You are too much quick here. The set R of codes of total computable 
functions is also a subset of N, but this does not entail R is the 
range of a total computable function. The diag2 and diag3 already 
showed that R cannot be such a range. Oops, I realize I should not have 
said "in the range of some Fi" but "the range of some Fi" (my fault).

> Each RE set is a subset of N.  But it is not just any subset of N, is
> it?  Likewise the set of all Wi's cannot be the set of *all* subsets of
> N, can it?  This would be not enumerable.


>> 2) Conclude that the following version of Church thesis are 
>> equivalent:
>> A set is intuitively (effectively, mechanically) generable iff it is
>> recursively enumerable (RE)
>> A function is intuitively computable iff and only if the set of codes
>> of its (input, ouput) is RE
> These functions are the Fi.

Yes, but (even using CT) you must give an algorithm generating the set 
of codes of its input/output.
Code the couple (input, output) by a number through some computable 
bijection between NXN and N.

>> A function is intuitively total computable iff there is a (total) Fi
>> which computes it.
> These functions are a (non-RE) subset of the Fi.

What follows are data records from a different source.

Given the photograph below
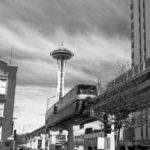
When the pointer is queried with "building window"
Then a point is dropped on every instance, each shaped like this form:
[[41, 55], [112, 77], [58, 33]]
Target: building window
[[1, 109], [3, 84]]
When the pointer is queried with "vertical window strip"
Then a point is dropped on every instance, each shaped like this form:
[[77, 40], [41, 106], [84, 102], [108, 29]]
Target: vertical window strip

>> A function is intuitively partial computable iff it is programmable in
>> fortran (turing, ...)
> These functions are also the Fi.

Yes, but this should be justified. We have take CT under the form:
all total computable functions are in the sequence Fi. What makes you 
so sure that we also get all the partial computable one?

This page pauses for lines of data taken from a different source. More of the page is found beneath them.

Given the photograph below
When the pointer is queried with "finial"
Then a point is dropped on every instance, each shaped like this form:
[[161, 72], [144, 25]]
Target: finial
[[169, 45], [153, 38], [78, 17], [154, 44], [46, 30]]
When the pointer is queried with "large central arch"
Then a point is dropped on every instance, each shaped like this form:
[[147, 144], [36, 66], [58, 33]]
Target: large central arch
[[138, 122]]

>> 3) Justify the existence of a universal Fu. Fu(n) use a computable
>> bijection of N X N with N, to decode n into two parts x and y, and
>> gives as result Fx(y). The program "u" applies somehow the program "x"
>> on the datum "y".
> It seems we can do this by an argument similar to the enumeration of
> the rational numbers (Cantor?).  If the rows of an infinite matrix are
> number with x, and the columns with y, then you can map all of the
> (x,y) pairs with the natural numbers by starting at (1,1) and going in
> a zigzig pattern, through the whole matrix.  This also brings glimpses
> of dovetailing.

No need of dovetailing here. Fu is just a function which on n will
1) decode n in their parts (x,y),
2) enumerate the (code of the) Fi up to (the code of) Fx, and
3) just compute Fx(x)

Mmmh... with CT it is quasi trivial by definition of the Fi.

But it is a key exercise to realize that "universal machine, code 
program" are finite things. The *infinite* tape of the 
Universal-Turing-Machine often generates confusion about that ('t was 
my point here).

>> 4) Conclude that the existence of a universal machine/number/function
>> is also a consequence of Church thesis.
> Since the versions of Church thesis in Exercise 2 refer to the Fi, and
> Exercise 3 infers the existence of Fu from the Fi, then this follows.